İstanbul'da dünyanın en büyük havalimanı açılışındaki Cumhuriyet Bayramı resepsiyonu sürerken, sokakta karşılaştığım bir esnafla sohbete koyulduk.
Havalimanına, bir dünya markası olan 'İstanbul' adının verilmesine ikimiz de memnun olmuştuk.
Derken aradığımız ayrılığı bulduk.
Söz bu yıl rutin dışına çıkılarak 29 Ekim resepsiyonunun Ankara yerine İstanbul'da yapılmasına geldi.
"Neden" diye sordu esnaf arkadaş...
"E havaalanı açılışı var ya onun için" diye yanıtladım.

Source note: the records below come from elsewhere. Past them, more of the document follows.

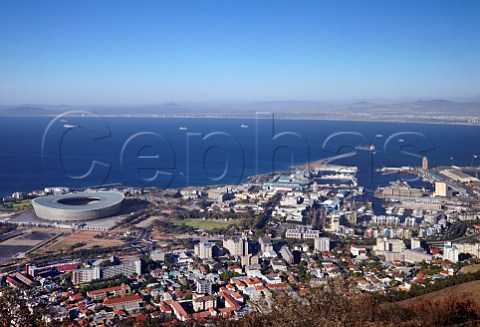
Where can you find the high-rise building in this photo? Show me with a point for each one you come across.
(265, 244)
(203, 250)
(441, 189)
(415, 243)
(425, 163)
(287, 254)
(157, 255)
(237, 246)
(450, 252)
(322, 244)
(204, 286)
(88, 274)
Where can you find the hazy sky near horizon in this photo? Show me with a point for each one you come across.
(150, 52)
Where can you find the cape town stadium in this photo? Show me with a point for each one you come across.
(78, 206)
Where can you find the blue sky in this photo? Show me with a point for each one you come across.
(150, 52)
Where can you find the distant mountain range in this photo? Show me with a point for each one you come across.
(445, 111)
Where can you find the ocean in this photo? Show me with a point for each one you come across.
(38, 152)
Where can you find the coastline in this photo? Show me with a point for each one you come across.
(249, 117)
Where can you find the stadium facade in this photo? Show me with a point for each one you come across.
(78, 206)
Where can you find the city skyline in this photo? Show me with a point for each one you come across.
(152, 52)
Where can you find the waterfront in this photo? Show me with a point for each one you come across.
(228, 155)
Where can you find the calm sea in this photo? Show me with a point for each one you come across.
(36, 152)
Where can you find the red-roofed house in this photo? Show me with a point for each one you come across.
(124, 303)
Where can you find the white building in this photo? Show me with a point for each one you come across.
(322, 244)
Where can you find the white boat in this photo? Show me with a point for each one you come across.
(365, 147)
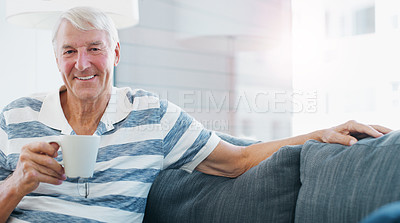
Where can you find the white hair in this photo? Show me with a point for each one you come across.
(87, 18)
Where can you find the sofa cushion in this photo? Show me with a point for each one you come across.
(345, 184)
(265, 193)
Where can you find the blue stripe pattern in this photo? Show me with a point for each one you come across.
(173, 136)
(32, 103)
(192, 151)
(39, 216)
(32, 129)
(153, 147)
(148, 147)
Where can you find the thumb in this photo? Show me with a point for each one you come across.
(56, 147)
(343, 139)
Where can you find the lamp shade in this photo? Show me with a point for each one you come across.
(43, 14)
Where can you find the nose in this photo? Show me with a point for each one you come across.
(82, 61)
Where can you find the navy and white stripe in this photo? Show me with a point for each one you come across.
(140, 136)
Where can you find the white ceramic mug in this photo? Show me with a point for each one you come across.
(79, 154)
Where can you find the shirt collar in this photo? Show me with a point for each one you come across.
(52, 115)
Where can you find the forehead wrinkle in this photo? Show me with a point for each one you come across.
(94, 43)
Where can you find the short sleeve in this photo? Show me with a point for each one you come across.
(186, 142)
(4, 167)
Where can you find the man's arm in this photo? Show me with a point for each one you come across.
(231, 161)
(36, 164)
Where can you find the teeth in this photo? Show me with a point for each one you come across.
(86, 78)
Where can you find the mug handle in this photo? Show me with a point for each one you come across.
(59, 144)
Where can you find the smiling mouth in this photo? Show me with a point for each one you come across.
(86, 78)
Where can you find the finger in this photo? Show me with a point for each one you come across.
(43, 147)
(44, 161)
(56, 147)
(50, 179)
(45, 171)
(381, 129)
(355, 127)
(343, 139)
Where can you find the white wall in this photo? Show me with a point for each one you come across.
(26, 60)
(184, 51)
(207, 75)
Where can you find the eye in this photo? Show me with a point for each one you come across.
(68, 52)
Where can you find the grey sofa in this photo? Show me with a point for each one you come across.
(315, 182)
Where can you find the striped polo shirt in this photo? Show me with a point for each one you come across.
(140, 136)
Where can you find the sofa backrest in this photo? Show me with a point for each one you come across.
(265, 193)
(345, 184)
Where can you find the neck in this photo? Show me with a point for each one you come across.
(84, 115)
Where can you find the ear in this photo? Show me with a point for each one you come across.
(117, 54)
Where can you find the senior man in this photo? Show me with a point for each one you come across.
(140, 135)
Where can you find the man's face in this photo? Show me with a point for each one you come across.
(86, 61)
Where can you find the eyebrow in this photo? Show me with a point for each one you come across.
(95, 43)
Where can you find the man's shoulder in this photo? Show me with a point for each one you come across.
(34, 101)
(139, 98)
(136, 93)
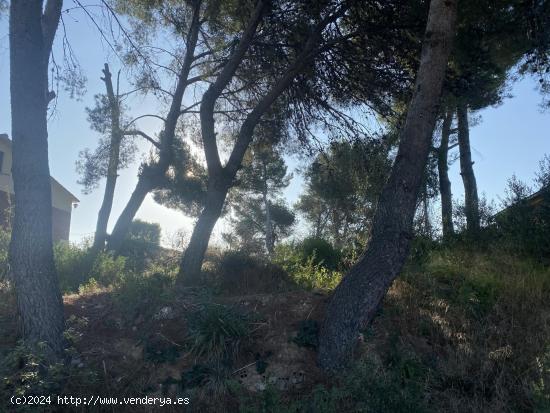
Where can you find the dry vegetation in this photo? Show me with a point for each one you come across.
(459, 331)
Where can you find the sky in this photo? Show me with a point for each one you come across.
(510, 139)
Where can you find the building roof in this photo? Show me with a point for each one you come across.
(5, 138)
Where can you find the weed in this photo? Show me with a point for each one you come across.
(217, 332)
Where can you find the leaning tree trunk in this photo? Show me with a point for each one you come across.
(143, 187)
(112, 168)
(222, 178)
(151, 175)
(444, 182)
(471, 199)
(31, 252)
(356, 299)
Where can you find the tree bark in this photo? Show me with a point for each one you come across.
(471, 199)
(269, 239)
(151, 174)
(31, 251)
(144, 186)
(356, 299)
(426, 213)
(191, 263)
(444, 182)
(112, 168)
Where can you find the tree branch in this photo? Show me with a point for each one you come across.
(143, 135)
(50, 20)
(215, 90)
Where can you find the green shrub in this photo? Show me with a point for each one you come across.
(238, 272)
(142, 294)
(308, 273)
(323, 253)
(76, 265)
(141, 245)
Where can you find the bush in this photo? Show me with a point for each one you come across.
(526, 227)
(77, 265)
(142, 294)
(239, 273)
(323, 252)
(308, 273)
(141, 245)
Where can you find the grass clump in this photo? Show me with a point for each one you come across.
(217, 332)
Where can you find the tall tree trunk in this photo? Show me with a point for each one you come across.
(467, 171)
(356, 299)
(112, 168)
(426, 213)
(152, 174)
(143, 187)
(444, 182)
(269, 239)
(191, 263)
(31, 254)
(221, 178)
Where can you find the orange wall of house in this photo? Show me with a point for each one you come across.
(61, 220)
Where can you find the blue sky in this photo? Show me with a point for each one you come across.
(511, 138)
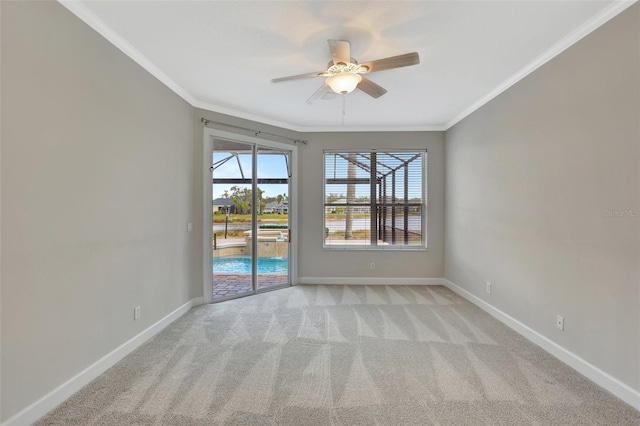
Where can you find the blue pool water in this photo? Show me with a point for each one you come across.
(240, 264)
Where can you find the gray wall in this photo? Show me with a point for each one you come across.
(530, 178)
(97, 190)
(314, 261)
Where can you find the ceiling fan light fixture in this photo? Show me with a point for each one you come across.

"Başka gün mü bulamadılar abi Allah aşkına havaalanı açacak? Bir 29 Ekim mi kaldı" diye söylendi.
"Cumhuriyet'e böyle büyük bir hediye vermek için kuruluş gününden, doğum gününden daha iyi zaman mı var yahu" dedim.
"O da doğru ya" diye güldü. Gülüştük.
***
Esnafımızın, asgari mantığı işletince
anında terk ettiği "pozisyonu" ona özgü şahsi bir mesele değil elbette.
Cumhuriyetin asıl sahiplerinin
halk değil de vatandaşlar olduğunu
kolektif bilinçaltımıza ilmik ilmik işleyen sürekli bir propagandanın eseri.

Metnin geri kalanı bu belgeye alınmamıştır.